Addressing workers at a factory in Stoke, where 69.4% of voters backed Leave, the prime minister will also say that if the referendum result is not honored, people’s faith in politics will suffer “catastrophic harm”.
When the people are asked to decide something, their response carries a “profound significance”, she will add.
Speaking the day before MPs vote on her withdrawal agreement, the PM will claim that some in Westminster will use “every device available to them” to “delay or even stop Brexit”.
It was reported on Sunday that there is a backbench plot to wrest control of the legislative agenda away from May if her deal fails. Were such a plan to succeed, the government would lose control of parliamentary business, threatening its ability to govern, putting Brexit legislation at risk.
May now believes, Downing Street said, that “based on the evidence of the last week”, MPs managing to block Brexit is more likely than the UK leaving the EU without a deal. The UK is due to leave the EU by default on March 29.
Article 50 – the mechanism for member states to quit the bloc – was triggered on that day two years ago by May, starting the countdown to Brexit. She has repeatedly told MPs that “no deal is better than a bad deal”.
Speaking a few weeks after calling off a previous vote on her withdrawal agreement because she knew it would be rejected, May will ask MPs to consider various scenarios.
“Imagine,” she will say, “if an anti-devolution House of Commons had said to the people of Scotland or Wales that despite voting in favor of a devolved legislature, parliament knew better and would over-rule them. Or else force them to vote again.”
She will add: “What if we found ourselves in a situation where parliament tried to take the UK out of the EU in opposition to a Remain vote?
“People’s faith in the democratic process and their politicians would suffer catastrophic harm.”
She will also go back to the fundamentals of the referendum, observing that during the 2016 campaign, “both sides disagreed on many things, but on one thing they were united: what the British people decided, the politicians would implement”.
She will continue: “In the run-up to the vote, the government sent a leaflet to every household making the case for Remain. It stated very clearly: ‘This is your decision. The government will implement what you decide.’
“Those were the terms on which people cast their votes. If a majority had backed Remain, the UK would have continued as an EU member state.
“No doubt the disagreements would have continued too, but the vast majority of people would have had no truck with an argument that we should leave the EU in spite of a vote to remain or that we should return to the question in another referendum.”
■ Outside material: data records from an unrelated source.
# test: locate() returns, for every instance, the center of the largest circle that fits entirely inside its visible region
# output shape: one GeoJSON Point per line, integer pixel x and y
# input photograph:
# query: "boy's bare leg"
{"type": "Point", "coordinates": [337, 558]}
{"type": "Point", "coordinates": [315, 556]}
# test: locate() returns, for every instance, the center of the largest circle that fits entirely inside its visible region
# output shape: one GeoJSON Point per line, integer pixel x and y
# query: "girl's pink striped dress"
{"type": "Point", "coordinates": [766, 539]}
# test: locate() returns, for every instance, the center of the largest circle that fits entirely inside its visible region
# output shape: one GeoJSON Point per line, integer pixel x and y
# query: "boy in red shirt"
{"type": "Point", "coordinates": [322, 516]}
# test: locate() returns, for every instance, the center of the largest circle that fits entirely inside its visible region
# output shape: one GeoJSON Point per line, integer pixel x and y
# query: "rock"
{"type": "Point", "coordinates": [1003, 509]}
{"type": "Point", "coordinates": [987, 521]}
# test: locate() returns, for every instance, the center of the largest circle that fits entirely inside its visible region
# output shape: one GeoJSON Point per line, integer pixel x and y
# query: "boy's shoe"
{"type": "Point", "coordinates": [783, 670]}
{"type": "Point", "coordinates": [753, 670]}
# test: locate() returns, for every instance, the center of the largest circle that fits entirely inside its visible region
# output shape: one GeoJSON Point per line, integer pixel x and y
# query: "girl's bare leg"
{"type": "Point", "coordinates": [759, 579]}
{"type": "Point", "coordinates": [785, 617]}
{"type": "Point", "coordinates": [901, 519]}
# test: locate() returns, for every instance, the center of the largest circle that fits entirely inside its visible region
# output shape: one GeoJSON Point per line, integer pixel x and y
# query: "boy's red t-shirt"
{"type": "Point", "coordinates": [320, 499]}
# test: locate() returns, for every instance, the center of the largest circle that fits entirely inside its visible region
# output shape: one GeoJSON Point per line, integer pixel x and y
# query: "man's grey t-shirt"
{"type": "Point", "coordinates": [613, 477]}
The prime minister will say that previous referendums have been honored, commenting: “When the people of Wales voted by a margin of 0.3%, on a turnout of just over 50%, to endorse the creation of the Welsh Assembly, that result was accepted by both sides and the popular legitimacy of that institution has never seriously been questioned.
“Parliament understood this fact when it voted overwhelmingly to trigger Article 50. And both major parties did so too when they stood on election manifestos in 2017 that pledged to honor the result of the referendum.”
The prime minister will make this plea: “I ask MPs to consider the consequences of their actions on the faith of the British people in our democracy.
“On the rare occasions when parliament puts a question to the British people directly we have always understood that their response carries a profound significance.
“We all have a duty to implement the result of the referendum.”
At least 90 Conservative MPs are expected to vote against May’s deal – a mixture of longstanding Remain supporters such as Anna Soubry and Brexiteers like Jacob Rees-Mogg.